San Diego, California, United States
I obtained my PhD in genomics and computational biology from the University of Pennsylvania and wrote my thesis on novel methods to identify infectious agents in idiopathic diseases using statistical modeling and next-generation sequencing. I continued this work as a postdoctoral researcher studying the epidemiology of hospital-acquired infections before joining Janssen R&D as a data scientist. My current work focuses in leveraging real-world data and statistical modeling to help design and enhance clinical trials, especially in the rare disease and infectious disease spaces. In addition to the interests above, I've also developed multiple widely-used open-source bioinformatic tools and data visualization programs in Python, R, Rust, Go, and Java, and contribute regularly to the wider open-source bioinformatics community on Github (https://github.com/eclarke). In my free time, I enjoy hiking, backpacking, reading and photography (some of which is on https://instagram.com/eclarke.photo).
I design and build statistical approaches and computational models to identify risk factors, design synthetic control groups, and characterize the overall epidemiology of various diseases.
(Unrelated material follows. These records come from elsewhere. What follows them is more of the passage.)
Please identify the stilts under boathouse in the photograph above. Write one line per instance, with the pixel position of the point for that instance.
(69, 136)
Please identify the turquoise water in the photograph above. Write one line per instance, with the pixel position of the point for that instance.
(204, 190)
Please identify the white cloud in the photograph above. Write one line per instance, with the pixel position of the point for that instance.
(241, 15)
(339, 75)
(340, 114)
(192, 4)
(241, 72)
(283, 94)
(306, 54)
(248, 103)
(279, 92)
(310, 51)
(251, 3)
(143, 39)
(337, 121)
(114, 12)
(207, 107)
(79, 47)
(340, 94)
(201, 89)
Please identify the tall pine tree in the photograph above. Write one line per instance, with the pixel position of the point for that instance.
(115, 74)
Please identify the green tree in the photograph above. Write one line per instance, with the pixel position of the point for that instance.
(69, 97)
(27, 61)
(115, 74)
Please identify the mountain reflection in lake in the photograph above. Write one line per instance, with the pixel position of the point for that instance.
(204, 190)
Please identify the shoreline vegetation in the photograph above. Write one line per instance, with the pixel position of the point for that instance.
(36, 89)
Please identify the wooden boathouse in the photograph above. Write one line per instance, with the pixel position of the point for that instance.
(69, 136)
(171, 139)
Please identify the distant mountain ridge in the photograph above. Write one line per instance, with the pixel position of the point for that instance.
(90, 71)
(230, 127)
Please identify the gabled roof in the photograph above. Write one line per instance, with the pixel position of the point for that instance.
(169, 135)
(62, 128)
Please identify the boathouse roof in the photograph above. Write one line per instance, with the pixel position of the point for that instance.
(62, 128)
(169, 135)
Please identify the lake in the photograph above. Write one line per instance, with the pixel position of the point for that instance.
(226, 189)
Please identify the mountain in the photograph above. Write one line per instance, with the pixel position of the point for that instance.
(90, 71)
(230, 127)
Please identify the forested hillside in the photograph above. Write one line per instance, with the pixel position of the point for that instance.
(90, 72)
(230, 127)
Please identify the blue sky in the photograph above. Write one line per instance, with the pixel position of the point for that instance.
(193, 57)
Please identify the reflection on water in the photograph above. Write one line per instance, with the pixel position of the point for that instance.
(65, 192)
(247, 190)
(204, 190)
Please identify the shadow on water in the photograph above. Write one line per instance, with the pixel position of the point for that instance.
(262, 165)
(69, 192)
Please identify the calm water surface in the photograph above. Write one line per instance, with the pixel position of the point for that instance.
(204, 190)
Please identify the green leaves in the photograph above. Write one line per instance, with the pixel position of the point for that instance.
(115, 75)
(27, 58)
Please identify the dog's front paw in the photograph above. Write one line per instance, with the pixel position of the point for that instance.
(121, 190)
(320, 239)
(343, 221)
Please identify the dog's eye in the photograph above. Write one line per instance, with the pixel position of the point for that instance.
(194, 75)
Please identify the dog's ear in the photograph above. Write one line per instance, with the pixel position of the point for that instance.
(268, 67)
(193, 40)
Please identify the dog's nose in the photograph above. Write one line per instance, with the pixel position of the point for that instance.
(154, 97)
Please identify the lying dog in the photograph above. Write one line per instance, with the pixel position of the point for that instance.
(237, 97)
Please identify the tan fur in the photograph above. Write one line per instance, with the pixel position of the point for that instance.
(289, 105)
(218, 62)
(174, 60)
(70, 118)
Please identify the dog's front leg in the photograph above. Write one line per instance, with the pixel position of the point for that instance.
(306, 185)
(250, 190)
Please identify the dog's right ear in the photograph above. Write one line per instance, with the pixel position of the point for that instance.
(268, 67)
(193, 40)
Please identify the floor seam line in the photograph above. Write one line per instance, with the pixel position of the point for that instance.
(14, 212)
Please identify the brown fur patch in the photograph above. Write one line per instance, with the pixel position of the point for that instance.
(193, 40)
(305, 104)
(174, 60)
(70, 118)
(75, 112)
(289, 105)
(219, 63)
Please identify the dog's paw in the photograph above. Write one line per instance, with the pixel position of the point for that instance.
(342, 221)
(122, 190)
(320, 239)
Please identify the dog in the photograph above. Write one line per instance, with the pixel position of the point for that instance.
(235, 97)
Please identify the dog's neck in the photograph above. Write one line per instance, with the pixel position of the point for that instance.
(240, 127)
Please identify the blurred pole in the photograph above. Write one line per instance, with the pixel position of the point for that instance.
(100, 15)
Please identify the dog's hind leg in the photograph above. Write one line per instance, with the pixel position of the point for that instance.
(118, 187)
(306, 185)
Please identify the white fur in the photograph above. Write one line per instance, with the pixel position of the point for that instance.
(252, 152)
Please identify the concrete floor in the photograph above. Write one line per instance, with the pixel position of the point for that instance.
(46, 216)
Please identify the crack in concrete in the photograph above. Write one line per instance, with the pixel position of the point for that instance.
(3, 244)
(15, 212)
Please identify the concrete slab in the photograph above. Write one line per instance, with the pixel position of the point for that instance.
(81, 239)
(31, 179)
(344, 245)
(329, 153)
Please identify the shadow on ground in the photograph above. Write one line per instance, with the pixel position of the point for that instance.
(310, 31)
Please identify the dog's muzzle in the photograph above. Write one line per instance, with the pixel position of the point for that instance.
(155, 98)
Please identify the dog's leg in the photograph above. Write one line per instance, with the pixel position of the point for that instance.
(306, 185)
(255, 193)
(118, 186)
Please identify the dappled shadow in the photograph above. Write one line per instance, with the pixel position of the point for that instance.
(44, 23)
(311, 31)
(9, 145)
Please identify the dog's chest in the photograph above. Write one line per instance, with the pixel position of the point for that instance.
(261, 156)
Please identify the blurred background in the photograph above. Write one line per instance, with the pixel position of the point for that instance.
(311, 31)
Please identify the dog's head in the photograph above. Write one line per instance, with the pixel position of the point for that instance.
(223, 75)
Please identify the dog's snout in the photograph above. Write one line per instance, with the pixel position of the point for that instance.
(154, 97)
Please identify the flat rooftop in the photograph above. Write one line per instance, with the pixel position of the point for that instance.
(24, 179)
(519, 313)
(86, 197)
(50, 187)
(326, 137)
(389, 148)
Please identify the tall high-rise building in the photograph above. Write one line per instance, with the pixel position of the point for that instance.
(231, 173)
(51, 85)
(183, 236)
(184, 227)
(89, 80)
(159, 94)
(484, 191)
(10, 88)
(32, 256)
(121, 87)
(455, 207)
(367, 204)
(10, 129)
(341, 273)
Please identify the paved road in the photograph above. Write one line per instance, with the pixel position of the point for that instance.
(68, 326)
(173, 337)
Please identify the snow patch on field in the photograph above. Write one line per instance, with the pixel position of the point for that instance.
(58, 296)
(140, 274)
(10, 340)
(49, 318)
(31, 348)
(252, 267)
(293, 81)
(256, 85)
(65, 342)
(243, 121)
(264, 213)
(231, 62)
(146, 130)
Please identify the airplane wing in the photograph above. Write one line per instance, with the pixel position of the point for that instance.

I also work to better integrate these methods with broader regulatory and clinical strategies. This work helps refine and improve clinical trials, improving program efficiency and accelerating the development of novel vaccines and therapeutics
Investigated the genetic basis of antibiotic-resistant Pseudomonas aeruginosa infections in long-term health care facilities; exploring the use of Bayesian modeling of antibiotic resistance acquisition during hospitalization; methods development for antibiotic resistance detection and comparative genomic assembly across longitudinal cohorts using long-read sequencing technology.
Lead search for etiologic agent in sarcoidosis using primary clinical samples and unbiased metagenomic sequencing. Developed statistical methods for low-biomass metagenomic sequencing; developed a high-throughput metagenomic analysis pipeline for supercomputer clusters; developed software for host-pathogen genomics. Led search for microbial triggers in macaque idiopathic chronic enterocolitis. Conducted longitudinal analysis of the immune repertoire and oral/nasal/gut microbiome in SCID-X1 gene therapy patients. Analyzed lymphocyte development of induced pluripotent stem cells in RAG-1 mutations.
Development of novel Gene Ontology evaluation metrics for gene set enrichment analysis; maintained the Gene Wiki project and developed the GeneWiki+ site. Additional development of research software and pipelines in Python and Java.